Wednesday, January 27, 2016

Go Figure

It's over. Humans had a good run on this planet, but our time is nearly up. Google DeepMind's AlphaGo has just clocked a strong professional Go player 5-0 in a five game match. It will take on Lee Sedol, the World's best human month after next, but even if the human ekes out a win, the handwriting is already on the wall, or maybe I should say, the pixels are already in memory.

It has been about twenty years since computers cracked chess, but the ancient game of Go had been stubbornly resistant. Probably even more interesting than the fact of the accomplishment is the way it was done, not by brute computer power or clever algorithms, but with deep neural networks. Such networks are electronic emulations of the way brains work, and the networked learned, in effect, by distilling a kind of essence of millions of games it studied. Such networks, powered by enormous computing power, are now demolishing artificial intelligence problems that had defied researchers for a couple of generations: face recognition, language translation, spatial navigation.

Very few human intellectual tasks are going to escape the computers increasing mastery in the next decade or two.
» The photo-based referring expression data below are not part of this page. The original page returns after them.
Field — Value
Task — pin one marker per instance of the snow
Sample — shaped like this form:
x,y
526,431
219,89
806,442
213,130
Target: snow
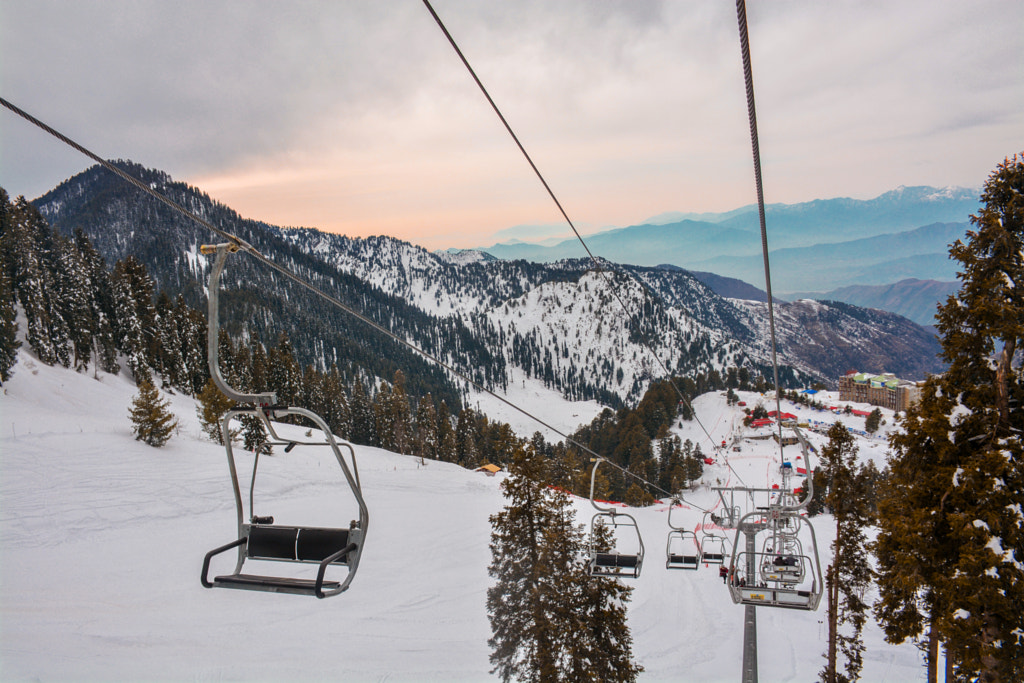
x,y
102,540
565,416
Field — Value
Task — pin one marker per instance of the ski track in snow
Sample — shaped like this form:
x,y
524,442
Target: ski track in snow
x,y
102,538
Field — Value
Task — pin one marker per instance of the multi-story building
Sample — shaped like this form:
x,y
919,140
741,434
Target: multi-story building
x,y
886,390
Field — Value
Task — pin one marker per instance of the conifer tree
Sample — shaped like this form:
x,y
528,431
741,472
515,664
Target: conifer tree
x,y
466,452
445,434
550,622
211,409
425,441
849,574
914,548
982,332
134,315
100,303
364,427
153,423
8,330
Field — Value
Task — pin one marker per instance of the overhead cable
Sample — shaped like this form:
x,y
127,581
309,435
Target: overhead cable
x,y
252,251
568,220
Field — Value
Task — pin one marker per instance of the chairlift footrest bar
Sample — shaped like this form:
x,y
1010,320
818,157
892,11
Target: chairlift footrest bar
x,y
273,584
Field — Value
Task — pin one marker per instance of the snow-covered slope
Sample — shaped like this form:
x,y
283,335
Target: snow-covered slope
x,y
102,540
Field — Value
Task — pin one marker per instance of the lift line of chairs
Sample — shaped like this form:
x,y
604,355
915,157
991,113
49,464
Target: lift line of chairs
x,y
776,575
Personal Note: two or three decades ago, I trained a neural network to solve a certain kind of integral equation. I noted at the time that the advantage of the neural network was that you didn't need to know much of anything about how it did it. The disadvantage is the same - you don't really wind up understanding how it does its thing. The programmers who beat chess included some strong professional players. I don't know about those who built AlphaGo, but in principle at least, the programmer really doesn't need to know much of anything about the problem being solved - he just feeds the program millions of situations and how they were solved, and the network does the rest. distilling some extremely complex and quite likely humanly incomprehensible rules from all the data.